Inclusive education in the Dutch education system has achieved new meaning in the last decade or so. Until 1998, the Netherlands recognized 19 types of special education. Then, two Educational Acts were passed, in 1998 and 2003, that decreased the types of special education by including measures to enhance inclusion of students with special educational needs in regular primary and secondary education. We will first present information about the Dutch preschool and primary school system, followed by a description of the two laws mentioned above. (The information applies to the Netherlands, the Netherlands Antilles, and Suriname.) Then we will present the main findings of three investigative studies. The first study was retrospective and it revealed teachers' and parents' views about students who had been referred to special schools in relationship to the students' portfolios. The second study was a literature search, conducted under orders of the Dutch government to clarify how identification of learning disabilities is organized in Europe and the United States. The third study was a longitudinal experimental study that included microgenetic data to analyze the social play of at-risk students taught in either regular or special primary schools.

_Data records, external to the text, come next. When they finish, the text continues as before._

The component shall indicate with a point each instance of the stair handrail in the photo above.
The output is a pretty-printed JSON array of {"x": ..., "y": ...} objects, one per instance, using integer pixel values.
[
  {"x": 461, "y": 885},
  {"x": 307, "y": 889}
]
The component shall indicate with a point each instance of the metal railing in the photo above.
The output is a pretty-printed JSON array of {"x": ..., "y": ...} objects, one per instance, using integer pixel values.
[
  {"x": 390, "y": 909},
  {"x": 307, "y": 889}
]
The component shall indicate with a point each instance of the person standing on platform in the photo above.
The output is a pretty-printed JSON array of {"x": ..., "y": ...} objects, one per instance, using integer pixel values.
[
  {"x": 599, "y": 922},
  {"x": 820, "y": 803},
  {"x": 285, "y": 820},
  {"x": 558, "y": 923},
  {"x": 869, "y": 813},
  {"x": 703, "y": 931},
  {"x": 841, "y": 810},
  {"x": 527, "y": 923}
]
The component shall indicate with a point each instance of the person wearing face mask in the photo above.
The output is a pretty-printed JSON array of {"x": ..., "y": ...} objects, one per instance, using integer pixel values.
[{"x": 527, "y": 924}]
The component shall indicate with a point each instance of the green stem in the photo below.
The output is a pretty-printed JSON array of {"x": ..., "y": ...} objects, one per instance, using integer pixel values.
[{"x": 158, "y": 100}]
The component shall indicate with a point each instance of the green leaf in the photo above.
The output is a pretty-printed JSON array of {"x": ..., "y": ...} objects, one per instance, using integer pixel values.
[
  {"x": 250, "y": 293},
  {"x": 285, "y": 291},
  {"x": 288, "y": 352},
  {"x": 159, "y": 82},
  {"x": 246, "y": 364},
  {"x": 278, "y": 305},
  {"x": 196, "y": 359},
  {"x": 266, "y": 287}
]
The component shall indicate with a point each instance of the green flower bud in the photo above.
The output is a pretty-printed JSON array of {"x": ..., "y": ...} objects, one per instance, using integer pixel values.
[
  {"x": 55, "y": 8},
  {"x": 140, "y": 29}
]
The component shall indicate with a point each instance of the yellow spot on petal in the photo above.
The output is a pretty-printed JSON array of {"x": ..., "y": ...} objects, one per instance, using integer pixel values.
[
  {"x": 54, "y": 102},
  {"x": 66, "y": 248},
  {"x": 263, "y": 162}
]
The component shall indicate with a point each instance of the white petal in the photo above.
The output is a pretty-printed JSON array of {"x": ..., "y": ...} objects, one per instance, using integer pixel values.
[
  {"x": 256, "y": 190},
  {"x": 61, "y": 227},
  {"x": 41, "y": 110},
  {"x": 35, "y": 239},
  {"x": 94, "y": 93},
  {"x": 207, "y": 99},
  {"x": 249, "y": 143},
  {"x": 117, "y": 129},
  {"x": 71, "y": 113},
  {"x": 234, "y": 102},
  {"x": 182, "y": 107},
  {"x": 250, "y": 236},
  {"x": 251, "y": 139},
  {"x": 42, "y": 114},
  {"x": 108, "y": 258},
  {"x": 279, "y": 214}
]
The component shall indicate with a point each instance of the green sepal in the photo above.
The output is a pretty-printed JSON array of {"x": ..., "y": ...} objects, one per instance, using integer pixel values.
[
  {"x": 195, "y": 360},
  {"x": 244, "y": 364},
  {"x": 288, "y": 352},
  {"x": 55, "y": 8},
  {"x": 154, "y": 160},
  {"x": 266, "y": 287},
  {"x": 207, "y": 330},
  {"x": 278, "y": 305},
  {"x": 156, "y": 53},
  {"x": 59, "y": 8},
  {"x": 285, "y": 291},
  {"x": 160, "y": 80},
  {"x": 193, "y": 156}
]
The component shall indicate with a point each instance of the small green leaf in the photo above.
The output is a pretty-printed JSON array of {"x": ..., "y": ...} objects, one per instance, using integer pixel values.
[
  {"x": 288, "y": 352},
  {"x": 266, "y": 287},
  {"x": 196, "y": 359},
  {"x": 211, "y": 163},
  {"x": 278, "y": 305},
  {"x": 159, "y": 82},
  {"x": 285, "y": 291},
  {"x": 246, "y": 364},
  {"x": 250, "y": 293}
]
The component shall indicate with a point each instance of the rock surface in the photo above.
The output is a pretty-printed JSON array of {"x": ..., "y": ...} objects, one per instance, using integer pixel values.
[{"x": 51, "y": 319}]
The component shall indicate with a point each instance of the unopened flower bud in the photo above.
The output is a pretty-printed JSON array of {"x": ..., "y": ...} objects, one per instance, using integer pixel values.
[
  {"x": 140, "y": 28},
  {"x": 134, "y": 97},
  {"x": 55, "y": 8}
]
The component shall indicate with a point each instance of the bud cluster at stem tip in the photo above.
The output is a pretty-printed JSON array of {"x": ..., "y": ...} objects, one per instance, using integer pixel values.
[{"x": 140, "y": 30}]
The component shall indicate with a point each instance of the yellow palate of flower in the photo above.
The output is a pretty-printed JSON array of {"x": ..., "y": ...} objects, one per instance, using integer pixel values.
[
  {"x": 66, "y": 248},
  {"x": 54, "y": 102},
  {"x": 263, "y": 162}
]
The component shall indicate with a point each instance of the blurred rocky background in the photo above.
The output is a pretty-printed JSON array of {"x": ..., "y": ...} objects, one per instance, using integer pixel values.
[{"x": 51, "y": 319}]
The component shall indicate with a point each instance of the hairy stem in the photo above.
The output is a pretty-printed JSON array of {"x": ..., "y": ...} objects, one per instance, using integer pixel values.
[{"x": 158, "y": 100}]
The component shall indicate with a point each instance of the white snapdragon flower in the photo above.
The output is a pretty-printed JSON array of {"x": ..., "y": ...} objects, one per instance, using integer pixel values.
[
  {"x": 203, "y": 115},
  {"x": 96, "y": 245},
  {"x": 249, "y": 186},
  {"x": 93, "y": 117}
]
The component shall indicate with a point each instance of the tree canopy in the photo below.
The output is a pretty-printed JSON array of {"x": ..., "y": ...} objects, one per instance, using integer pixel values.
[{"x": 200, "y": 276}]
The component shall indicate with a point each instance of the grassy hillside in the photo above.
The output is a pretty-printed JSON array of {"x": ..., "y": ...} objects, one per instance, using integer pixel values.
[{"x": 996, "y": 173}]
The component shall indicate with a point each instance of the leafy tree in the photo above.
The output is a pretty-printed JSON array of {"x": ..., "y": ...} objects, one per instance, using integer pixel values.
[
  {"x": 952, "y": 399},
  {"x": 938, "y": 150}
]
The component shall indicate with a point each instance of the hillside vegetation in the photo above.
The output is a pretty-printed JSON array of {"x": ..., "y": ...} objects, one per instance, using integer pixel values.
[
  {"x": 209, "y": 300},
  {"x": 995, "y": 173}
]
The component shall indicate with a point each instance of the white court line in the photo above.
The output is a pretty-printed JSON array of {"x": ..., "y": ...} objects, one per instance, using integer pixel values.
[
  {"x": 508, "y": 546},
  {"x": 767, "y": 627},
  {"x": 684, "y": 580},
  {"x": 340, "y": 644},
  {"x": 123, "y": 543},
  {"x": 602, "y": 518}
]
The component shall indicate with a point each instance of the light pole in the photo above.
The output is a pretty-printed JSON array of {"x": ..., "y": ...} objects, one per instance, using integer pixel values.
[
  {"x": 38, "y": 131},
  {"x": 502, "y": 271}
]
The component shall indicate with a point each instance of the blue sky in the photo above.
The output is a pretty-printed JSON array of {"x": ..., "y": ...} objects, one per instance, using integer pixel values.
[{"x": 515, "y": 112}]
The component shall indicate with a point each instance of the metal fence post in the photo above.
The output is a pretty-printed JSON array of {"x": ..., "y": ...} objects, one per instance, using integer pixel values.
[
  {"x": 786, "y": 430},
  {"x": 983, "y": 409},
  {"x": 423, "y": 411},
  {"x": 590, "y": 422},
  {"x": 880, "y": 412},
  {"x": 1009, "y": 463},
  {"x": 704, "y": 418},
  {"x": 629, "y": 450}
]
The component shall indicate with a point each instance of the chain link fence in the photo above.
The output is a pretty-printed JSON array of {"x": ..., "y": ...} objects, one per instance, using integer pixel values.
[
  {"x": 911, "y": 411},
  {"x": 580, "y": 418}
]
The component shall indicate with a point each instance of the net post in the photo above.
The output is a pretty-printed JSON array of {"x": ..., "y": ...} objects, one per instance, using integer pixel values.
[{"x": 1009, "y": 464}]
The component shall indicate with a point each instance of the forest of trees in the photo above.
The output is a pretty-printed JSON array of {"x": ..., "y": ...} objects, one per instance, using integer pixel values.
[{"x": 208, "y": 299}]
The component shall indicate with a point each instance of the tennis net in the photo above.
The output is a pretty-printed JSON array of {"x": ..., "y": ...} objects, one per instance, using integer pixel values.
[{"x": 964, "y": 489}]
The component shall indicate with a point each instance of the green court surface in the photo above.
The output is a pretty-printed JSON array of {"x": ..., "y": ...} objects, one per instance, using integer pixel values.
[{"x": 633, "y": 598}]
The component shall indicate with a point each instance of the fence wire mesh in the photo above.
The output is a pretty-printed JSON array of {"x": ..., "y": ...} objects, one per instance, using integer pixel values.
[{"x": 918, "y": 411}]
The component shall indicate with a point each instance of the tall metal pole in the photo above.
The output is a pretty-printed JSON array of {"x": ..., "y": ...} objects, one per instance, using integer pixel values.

The Dutch Preschool and Primary School System

Most children (94 percent of the population regardless of ethnicity) who enter primary school have been in child care, between birth to age 4, or a play group, between ages 2 to 4. Play groups aim at providing opportunities for social development. Children attend play groups two to four half days a week. Child care is offered for infants to 4-year-olds. The centers that provide child care look after children 2 to 5 days a week, offering cold meals, nap time, et cetera. The Ministry of Welfare, Health and Sports is the government agency with jurisdiction over child care. There is no law requiring type of activities for the preschool period, but Inspection Boards regulate quality of care with respect to staff training, parent involvement, and the building where the care is offered.

Ninety percent of all children in the Netherlands enter primary school at the age of 4. By age 5, school enrollment is compulsory. Grades 1 and 2 can be characterized as kindergarten. Formal or systematic learning of reading, writing, and mathematics starts in Grade 3. At age 12, students enter secondary education and stay until age 16 to 18, depending on the level of secondary school. This may vary from low-level to high-level school education, followed by either vocational training or college and university. There is no national curriculum in kindergarten and primary school, although general educational goals are defined and evaluated on a regular basis by the School Inspection Board. Education is financed by the Ministry of Education, Culture, and Science.

It is characteristic of the Dutch system that policy decisions are the result of extensive consultations between policymakers at various levels as well as the organizations within the institutions. Decisions regarding educational and pedagogical aspects, however, are made autonomously by child care centers and school boards, not by national or local authorities, and child care and schools are all financed on an equal footing (Kloprogge, 1998).

Two Educational Acts

For the past 20 years, the Dutch education system has been highly differentiated. Every child between ages 5 to 17 falls under the system. Two laws have elicited changes. In 1998, the Act on Primary Education (APE) included a movement called "Going to school together again." One main school board includes the boards from several regular primary schools within a specific region and the board of one school for special primary education for students with behavioral and/or learning problems. Board regulations are specific with respect to identifying children with special educational needs. Students from age 3 and older are allowed in special primary education. Acceptance is based upon the results of a referral procedure conducted by an independent committee, which evaluates information from an educational psychologist, a medical doctor, a social worker, and a school report on the child's academic progress. The main school board is financed in such a way that efforts are made to limit referrals to 4 percent or less of the total number of students. However, teachers from regular primary schools can consult with teachers from the special primary school. This way, teachers in regular primary schools can keep students in need of special support in their class (Meijer & Stevens, 1997; Pijl & Meijer, 1997). Although the APE is meant to decrease the number of students referred to special schools, it does not explicitly state that an inclusion policy is required.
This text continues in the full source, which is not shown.